From a social perspective, voluntary turnover fell to 5.2%, women now represent 34.7% of the workforce, and the WEPs score on gender equality increased from 36% to 40%.
“In a particularly complex context for the wine industry, marked by declining consumption, rising cost pressure, evolving consumption styles and growing attention to environmental impacts, Argea is consolidating its development model with data that relate not only to production sites, but to the entire value chain: vineyards, supplying wineries, suppliers, packaging, logistics, people and communities,” says Massimo Romani, CEO of Argea. “For Argea, sustainability means taking responsibility for the impact we generate and turning it into long-term positive value. With this objective, we have continued to reinforce our approach, keeping sustainability as a central axis of the Group’s industrial and strategic decisions. This Report is not a finishing point, but another step in an ongoing journey.”
A sustainability model for Italian wine
With Habitat 2025, Argea strengthens its positioning as an Italian wine group capable of combining industrial scale, strong territorial roots and increasingly rigorous impact measurement.
The Report outlines a model in which sustainability is not treated as a separate area from the business, but rather as an operational criterion running across the supply chain, production, packaging, markets, people and governance. An approach that views wine not simply as a product, but as a system of relationships between agriculture, enterprise, communities and shared responsibility.

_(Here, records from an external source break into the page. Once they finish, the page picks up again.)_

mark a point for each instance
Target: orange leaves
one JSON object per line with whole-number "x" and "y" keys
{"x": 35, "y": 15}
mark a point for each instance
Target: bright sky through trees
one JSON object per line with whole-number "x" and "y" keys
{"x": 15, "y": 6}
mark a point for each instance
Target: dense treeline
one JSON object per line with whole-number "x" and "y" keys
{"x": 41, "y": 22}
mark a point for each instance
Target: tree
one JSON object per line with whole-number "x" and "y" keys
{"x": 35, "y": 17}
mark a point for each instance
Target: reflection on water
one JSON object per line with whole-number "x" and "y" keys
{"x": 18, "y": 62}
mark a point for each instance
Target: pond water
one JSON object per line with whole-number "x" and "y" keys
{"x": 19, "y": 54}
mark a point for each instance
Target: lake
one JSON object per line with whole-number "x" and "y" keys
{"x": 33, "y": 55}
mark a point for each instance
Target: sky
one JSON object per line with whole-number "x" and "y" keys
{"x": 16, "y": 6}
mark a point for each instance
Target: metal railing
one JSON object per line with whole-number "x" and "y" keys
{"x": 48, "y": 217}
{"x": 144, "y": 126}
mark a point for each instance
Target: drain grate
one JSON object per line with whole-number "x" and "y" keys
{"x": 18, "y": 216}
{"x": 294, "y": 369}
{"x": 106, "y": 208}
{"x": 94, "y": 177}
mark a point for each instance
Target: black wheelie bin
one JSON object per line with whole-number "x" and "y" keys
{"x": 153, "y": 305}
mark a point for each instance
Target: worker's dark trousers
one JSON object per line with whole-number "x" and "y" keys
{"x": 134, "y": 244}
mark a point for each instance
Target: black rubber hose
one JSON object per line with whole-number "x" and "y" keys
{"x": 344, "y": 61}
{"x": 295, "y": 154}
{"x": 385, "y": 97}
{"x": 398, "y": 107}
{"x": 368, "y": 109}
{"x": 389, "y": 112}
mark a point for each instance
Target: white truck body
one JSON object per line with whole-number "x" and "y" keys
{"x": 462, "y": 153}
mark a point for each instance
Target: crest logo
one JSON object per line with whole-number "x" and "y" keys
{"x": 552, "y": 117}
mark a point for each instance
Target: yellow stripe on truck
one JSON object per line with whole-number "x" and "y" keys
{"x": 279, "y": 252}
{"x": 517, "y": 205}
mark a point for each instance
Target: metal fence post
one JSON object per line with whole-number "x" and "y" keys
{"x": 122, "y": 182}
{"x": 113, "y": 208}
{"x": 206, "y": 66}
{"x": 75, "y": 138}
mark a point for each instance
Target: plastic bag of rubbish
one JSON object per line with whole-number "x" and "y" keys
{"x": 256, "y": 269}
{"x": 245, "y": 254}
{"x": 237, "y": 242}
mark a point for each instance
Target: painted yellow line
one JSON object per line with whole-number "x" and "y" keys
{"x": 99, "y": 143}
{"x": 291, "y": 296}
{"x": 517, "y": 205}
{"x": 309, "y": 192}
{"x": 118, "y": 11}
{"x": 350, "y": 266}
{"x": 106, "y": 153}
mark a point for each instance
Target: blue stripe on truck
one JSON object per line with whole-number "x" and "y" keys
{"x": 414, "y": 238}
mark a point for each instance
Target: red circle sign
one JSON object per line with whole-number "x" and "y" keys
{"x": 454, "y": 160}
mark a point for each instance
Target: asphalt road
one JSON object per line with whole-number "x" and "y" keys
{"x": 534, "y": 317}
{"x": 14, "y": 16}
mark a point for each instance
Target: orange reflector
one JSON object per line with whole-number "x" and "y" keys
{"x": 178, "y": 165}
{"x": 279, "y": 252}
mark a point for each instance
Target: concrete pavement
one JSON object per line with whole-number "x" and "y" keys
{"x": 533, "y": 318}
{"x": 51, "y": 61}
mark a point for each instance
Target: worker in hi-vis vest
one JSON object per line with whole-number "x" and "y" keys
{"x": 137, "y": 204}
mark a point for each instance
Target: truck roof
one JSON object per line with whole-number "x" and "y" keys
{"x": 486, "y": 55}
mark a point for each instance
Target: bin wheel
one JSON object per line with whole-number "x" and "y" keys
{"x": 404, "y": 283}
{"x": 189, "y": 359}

“Talking about sustainability means making the traces of the way we do business legible: turning commitment into evidence, choices into results, principles into verifiable practices,” comments Michael Isnardi, Group QHSE & Sustainability Director at Argea. “In 2025, we worked to strengthen ESG governance, improve data quality, advance supplier qualification, pursue decarbonisation, and develop pilot projects capable of generating knowledge for the entire Group.”